Les premières années d’une startup représentent la période la plus délicate de son existence. Au point que les experts ont baptisé cette période “la Vallée de la Mort”. Les chiffres ne font que confirmer cette réalité : sur 10 jeunes pousses, 9 disparaissent avant même de pouvoir souffler leur 3ème bougie.
Assurer la survie des startups revient à leur fournir les conditions de leur développement, notamment un accès facilité aux financements. De par leur volonté de prendre du risque pour assurer une croissance exponentielle, les entreprises émergentes ne peuvent aspirer à bénéficier du financement bancaire.

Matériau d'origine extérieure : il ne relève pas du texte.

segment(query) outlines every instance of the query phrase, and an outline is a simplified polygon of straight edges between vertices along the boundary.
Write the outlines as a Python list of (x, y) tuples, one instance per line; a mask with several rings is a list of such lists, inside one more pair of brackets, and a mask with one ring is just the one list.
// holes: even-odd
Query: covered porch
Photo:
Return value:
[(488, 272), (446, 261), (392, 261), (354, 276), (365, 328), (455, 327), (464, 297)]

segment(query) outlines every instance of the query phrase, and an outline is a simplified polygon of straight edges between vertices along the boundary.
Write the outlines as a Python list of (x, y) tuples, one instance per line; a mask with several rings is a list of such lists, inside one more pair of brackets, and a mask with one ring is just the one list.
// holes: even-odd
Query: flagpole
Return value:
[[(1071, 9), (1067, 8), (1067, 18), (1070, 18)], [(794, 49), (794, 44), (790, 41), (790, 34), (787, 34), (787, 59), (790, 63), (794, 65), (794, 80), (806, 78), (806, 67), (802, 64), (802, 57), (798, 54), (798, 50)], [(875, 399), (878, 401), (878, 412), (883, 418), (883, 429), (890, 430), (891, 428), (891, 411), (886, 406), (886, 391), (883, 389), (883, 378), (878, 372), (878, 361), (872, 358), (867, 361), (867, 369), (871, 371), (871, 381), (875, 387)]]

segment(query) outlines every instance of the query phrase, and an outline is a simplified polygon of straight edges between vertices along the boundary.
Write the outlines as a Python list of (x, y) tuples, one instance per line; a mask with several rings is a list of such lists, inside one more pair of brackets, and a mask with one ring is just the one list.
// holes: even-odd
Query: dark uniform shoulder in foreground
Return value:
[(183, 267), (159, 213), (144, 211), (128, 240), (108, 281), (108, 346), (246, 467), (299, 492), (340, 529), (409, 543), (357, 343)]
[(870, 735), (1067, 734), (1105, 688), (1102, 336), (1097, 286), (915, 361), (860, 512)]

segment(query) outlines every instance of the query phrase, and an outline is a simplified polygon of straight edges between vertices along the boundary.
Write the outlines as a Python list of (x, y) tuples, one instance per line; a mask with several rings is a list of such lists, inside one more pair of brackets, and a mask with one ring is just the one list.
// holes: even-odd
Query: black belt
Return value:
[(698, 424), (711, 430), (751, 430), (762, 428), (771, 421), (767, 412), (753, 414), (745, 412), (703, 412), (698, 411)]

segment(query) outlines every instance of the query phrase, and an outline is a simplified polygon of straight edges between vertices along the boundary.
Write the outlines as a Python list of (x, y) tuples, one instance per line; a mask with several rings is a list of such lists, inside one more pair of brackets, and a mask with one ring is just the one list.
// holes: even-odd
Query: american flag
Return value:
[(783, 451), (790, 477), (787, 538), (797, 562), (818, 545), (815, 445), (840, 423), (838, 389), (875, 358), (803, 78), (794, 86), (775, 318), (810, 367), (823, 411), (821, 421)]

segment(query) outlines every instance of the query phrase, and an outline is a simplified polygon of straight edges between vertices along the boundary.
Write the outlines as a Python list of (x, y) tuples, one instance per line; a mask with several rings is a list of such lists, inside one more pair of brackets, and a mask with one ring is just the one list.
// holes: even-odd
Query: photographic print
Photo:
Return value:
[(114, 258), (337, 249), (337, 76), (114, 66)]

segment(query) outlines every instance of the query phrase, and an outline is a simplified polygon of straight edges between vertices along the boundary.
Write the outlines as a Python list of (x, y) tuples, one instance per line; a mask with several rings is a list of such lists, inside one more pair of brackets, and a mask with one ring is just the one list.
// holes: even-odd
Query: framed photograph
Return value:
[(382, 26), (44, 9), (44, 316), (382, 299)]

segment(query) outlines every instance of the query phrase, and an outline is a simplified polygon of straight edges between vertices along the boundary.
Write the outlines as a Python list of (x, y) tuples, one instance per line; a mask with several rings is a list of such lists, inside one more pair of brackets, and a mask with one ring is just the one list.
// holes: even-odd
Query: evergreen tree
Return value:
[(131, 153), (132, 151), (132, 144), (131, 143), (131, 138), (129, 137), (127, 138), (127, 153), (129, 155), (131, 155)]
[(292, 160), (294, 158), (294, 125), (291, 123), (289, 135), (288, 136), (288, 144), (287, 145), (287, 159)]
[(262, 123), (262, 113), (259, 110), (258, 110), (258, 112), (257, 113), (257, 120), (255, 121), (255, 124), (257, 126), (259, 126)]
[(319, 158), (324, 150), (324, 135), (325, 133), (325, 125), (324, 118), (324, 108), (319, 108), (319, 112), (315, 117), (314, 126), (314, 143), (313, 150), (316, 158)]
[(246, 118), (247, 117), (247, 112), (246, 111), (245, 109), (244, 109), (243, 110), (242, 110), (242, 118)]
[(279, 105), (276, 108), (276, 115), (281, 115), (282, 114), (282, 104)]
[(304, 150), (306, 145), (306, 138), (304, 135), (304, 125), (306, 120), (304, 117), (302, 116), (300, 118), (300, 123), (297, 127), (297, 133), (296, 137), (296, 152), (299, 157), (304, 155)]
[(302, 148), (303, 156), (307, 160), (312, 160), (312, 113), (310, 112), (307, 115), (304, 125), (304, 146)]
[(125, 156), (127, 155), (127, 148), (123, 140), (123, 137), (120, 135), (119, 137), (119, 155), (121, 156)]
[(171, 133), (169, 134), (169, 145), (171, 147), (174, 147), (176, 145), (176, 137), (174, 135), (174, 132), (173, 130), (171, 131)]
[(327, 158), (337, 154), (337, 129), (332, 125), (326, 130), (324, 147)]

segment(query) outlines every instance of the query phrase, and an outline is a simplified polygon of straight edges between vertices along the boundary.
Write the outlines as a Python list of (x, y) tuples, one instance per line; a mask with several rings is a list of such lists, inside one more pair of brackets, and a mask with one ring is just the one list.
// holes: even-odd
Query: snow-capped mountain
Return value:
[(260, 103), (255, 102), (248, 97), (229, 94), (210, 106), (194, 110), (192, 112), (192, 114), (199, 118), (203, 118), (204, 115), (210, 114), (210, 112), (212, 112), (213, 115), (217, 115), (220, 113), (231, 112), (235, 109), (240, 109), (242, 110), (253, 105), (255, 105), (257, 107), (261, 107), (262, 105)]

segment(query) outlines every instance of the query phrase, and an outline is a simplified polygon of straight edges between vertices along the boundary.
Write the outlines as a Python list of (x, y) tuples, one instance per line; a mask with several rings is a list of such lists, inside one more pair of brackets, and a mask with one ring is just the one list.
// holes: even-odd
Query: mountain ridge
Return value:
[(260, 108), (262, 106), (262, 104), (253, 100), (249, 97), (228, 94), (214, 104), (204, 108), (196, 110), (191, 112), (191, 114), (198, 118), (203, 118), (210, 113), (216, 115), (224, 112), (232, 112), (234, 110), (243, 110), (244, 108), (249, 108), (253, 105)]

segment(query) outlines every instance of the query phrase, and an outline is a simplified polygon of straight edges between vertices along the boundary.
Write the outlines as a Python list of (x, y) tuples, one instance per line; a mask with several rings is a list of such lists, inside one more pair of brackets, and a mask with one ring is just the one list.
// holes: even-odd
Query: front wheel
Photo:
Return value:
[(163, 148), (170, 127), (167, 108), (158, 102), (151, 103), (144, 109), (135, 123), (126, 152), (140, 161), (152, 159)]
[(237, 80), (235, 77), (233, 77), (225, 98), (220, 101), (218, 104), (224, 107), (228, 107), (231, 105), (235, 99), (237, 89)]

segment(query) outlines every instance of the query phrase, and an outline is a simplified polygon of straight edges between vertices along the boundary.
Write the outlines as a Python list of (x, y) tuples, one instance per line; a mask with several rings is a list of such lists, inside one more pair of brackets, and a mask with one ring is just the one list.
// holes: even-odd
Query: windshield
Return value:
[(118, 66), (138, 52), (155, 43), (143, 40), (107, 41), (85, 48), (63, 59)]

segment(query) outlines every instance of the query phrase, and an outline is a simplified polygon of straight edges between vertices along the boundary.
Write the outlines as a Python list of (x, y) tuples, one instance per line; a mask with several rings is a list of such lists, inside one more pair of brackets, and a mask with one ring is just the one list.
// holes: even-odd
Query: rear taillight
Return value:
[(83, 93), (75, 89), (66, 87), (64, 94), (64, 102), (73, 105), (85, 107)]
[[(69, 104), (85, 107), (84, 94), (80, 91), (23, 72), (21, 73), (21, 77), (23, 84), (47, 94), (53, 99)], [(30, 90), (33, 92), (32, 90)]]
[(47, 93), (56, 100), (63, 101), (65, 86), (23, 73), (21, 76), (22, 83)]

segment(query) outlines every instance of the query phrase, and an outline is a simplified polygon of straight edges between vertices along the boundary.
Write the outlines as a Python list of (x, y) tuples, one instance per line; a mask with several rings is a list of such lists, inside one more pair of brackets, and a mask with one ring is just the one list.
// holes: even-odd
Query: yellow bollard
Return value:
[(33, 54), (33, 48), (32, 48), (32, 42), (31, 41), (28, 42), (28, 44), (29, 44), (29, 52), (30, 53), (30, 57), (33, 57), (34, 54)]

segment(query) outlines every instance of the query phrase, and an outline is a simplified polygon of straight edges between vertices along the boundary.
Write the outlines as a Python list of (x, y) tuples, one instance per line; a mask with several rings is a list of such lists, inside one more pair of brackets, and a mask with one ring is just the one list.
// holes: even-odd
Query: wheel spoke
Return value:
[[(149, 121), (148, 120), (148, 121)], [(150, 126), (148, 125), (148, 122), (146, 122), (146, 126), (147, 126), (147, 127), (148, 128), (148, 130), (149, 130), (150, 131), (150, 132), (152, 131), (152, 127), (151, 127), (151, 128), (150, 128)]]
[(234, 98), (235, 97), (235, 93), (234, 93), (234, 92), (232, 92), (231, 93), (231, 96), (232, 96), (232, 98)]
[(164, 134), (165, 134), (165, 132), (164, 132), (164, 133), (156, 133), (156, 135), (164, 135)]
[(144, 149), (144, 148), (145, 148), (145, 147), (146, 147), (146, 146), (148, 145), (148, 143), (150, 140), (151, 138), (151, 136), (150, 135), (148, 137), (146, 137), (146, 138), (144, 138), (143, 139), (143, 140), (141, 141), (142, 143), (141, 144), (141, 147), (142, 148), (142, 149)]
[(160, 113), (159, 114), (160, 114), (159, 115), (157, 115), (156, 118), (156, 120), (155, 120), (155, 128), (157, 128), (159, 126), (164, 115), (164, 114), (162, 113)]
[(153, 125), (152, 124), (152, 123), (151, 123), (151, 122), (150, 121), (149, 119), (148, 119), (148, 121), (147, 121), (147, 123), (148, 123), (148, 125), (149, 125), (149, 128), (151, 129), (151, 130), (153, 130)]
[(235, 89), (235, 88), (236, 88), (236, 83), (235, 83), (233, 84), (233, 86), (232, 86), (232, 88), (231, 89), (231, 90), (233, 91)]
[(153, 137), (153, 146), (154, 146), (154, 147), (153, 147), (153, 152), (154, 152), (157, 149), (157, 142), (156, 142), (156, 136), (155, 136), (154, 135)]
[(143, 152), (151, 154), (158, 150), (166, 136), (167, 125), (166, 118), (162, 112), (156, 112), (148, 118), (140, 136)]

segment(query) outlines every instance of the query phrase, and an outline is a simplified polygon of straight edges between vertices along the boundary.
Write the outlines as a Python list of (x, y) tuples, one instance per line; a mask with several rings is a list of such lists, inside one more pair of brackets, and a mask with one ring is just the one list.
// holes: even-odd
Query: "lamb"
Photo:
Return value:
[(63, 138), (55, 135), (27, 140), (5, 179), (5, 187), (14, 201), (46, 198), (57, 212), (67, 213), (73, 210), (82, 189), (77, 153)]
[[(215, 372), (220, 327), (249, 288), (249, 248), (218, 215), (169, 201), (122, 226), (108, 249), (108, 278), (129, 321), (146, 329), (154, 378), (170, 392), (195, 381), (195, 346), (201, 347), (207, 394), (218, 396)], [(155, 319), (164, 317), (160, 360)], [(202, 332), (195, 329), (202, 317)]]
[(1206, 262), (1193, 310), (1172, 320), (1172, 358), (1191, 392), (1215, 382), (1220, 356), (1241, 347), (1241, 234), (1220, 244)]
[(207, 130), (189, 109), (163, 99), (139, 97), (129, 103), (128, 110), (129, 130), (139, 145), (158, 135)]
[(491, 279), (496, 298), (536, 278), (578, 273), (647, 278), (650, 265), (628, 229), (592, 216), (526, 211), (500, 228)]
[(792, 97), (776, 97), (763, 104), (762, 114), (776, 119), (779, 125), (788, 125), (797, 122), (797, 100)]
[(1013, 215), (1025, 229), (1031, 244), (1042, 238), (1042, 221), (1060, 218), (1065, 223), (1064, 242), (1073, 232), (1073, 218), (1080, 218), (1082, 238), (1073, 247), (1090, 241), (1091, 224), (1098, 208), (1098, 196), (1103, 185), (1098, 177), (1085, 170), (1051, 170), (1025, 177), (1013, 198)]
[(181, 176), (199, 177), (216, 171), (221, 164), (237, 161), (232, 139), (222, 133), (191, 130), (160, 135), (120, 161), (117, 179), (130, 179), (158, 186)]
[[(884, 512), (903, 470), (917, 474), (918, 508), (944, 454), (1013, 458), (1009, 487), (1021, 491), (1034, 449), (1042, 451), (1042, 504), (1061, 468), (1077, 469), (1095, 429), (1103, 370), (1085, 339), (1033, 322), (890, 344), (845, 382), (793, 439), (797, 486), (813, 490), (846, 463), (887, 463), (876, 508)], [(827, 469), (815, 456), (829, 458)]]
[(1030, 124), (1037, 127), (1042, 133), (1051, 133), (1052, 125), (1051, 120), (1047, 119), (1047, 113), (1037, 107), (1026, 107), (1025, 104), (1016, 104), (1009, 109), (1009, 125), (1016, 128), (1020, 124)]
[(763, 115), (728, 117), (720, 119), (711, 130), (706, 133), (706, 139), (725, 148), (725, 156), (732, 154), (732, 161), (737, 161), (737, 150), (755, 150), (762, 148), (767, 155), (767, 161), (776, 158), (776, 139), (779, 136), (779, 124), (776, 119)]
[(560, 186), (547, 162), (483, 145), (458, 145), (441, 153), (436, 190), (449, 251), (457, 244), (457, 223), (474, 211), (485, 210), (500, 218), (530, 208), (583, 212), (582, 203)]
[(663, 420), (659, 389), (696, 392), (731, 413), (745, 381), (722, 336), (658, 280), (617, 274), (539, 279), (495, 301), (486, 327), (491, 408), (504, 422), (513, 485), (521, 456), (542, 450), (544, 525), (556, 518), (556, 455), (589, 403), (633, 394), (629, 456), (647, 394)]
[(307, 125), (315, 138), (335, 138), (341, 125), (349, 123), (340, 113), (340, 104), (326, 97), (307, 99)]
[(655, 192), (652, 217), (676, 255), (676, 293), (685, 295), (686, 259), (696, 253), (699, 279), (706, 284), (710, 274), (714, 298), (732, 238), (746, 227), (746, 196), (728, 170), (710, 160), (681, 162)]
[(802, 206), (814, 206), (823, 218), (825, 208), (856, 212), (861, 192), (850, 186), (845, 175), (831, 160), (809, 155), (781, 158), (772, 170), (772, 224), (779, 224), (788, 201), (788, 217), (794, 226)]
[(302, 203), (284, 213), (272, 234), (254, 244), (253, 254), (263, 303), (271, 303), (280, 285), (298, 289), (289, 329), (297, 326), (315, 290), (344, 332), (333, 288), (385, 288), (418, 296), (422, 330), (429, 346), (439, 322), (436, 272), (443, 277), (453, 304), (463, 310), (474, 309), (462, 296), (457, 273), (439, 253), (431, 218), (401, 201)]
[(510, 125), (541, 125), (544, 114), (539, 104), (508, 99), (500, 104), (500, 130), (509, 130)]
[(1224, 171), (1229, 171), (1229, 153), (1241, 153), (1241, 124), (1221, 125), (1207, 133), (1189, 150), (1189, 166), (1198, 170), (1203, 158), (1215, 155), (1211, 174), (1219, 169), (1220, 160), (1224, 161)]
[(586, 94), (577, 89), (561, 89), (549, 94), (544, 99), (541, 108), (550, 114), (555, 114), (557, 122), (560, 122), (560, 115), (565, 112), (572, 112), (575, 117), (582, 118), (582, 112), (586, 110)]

Le développement de l’écosystème entrepreneurial en Tunisie s’est accompagné par l’apparition d’un large spectre de nouveaux acteurs dont la mission est de financer et d’accompagner ce type d’entreprises. De nos jours, on entend plus souvent parler de coworking spaces, d’incubateurs et d’accélérateurs.
Paradoxalement, le développement de la notion de business angels reste timide. Pourtant, ces personnes qui investissent à titre individuel au capital d’une entreprise innovante jouent un rôle primordial dans le développement de l’écosystème. De fait, ces investisseurs interviennent à un stade précoce de création ou en début d’activité, période la plus risquée de l’investissement. Les business angels représentent la porte d’entrée des startups au monde de l’investissement “professionnel” après qu’elles eurent épuisé leur épargne, et celles de leur famille et amis.
Le business angel, littéralement ange d’affaires, n’offre pas “que” le financement qui permet au startuppeur de transformer son idée en un produit ou service commercialisable. Le business angel a pour tâche, en plus, d’accompagner le jeune entrepreneur pour lui permettre de se développer, notamment grâce au networking, et au soutien psychologique et moral.
Malgré l’importance de leur mission, la notion de business angels est encore à ses débuts en Tunisie, a noté Jalloul Ayed, ancien ministre des Finances. Même l’Europe est en retard par rapport aux USA: on y compte 30 mille, contre plus de 300 mille à l’autre rive de l’Atlantique. Selon Ayed, la faible teneur en business angels n’est qu’une facette d’une plus grande problématique qui caractérise le paysage entrepreneurial national: le manque flagrant des financements destinés aux entreprises en early stage. Jusqu’à un passé très proche, les fonds de capital développement dominaient la scène. Il s’agit de véhicules d’investissement qui interviennent dans des étapes plus avancées de la vie d’une entreprise. Ils permettent en effet d’accompagner les startups en quête de se développer vers d’autres marchés. “Il faut mettre en place un cadre légal incitatif pour les business angels, pour les encourager à investir dans les startups”, a lancé Ayed.
Dans l’attente de ce que vont offrir le cadre réglementaire du capital investissement et la loi transversale sur le climat d’affaires, tous deux en cours de préparation, le Startup Act offre quelques incitations aux investisseurs. La loi permet en effet à ceux qui ont contribué au financement de startups de défiscaliser leur investissement. Slim Moalla, d’ Evolia Capital, a rappelé que de tels investissements sont exonérés de la taxation sur la plus-value au moment de la réalisation de la sortie.
Cela va sans dire que les effets de telles législations n’auront certainement pas un impact instantané sur le secteur. Entre-temps, les startups ou jeunes entrepreneurs peuvent tirer pleinement profit des opportunités qu’offre la nouvelle technologie. “Aujourd’hui, on peut pitcher à des investisseurs de l’autre bout de la planète à travers internet”, a rappelé Ayed. Et de poursuivre: “Il ne faut pas se limiter au périmètre national”.
Les actions simplifiées
Aussi révolutionnaire qu’il soit, le Startup Act ne peut résoudre tous les obstacles qui freinent le développement du secteur. L’absence des options en est un exemple. Selon lui, on ne peut avoir un écosystème dynamique sans l’introduction de cet instrument fort utile, notamment à travers les Sociétés d’actions simplifiées, ou SAS.
Par le biais des options, le fondateur aura la possibilité de maintenir une majorité confortable dans l’actionnariat de l’entreprise. “Au fil de levées de fonds successives, le fondateur risque de voir ses parts diluées et perdre sa majorité”, a indiqué Moalla.
En pratique, les options permettent à l’entrepreneur d’acheter des actions de son entreprise à un prix prédéfini afin de détenir des parts considérables dans le capital de l’entreprise. Et ce, en fonction des performances de son entreprise. Un fondateur minoritaire risque d’être démotivé s’il se trouve en situation d’actionnaire minoritaire.
“Pour pallier ce manquement dans les entreprises que nous accompagnons, nous passons forcément par des instruments juridiques beaucoup plus coûteux tels que le pact d’actionnaire qui n’est toujours pas facile à expliquer aux startuppeurs”, a déploré Slim Moalla.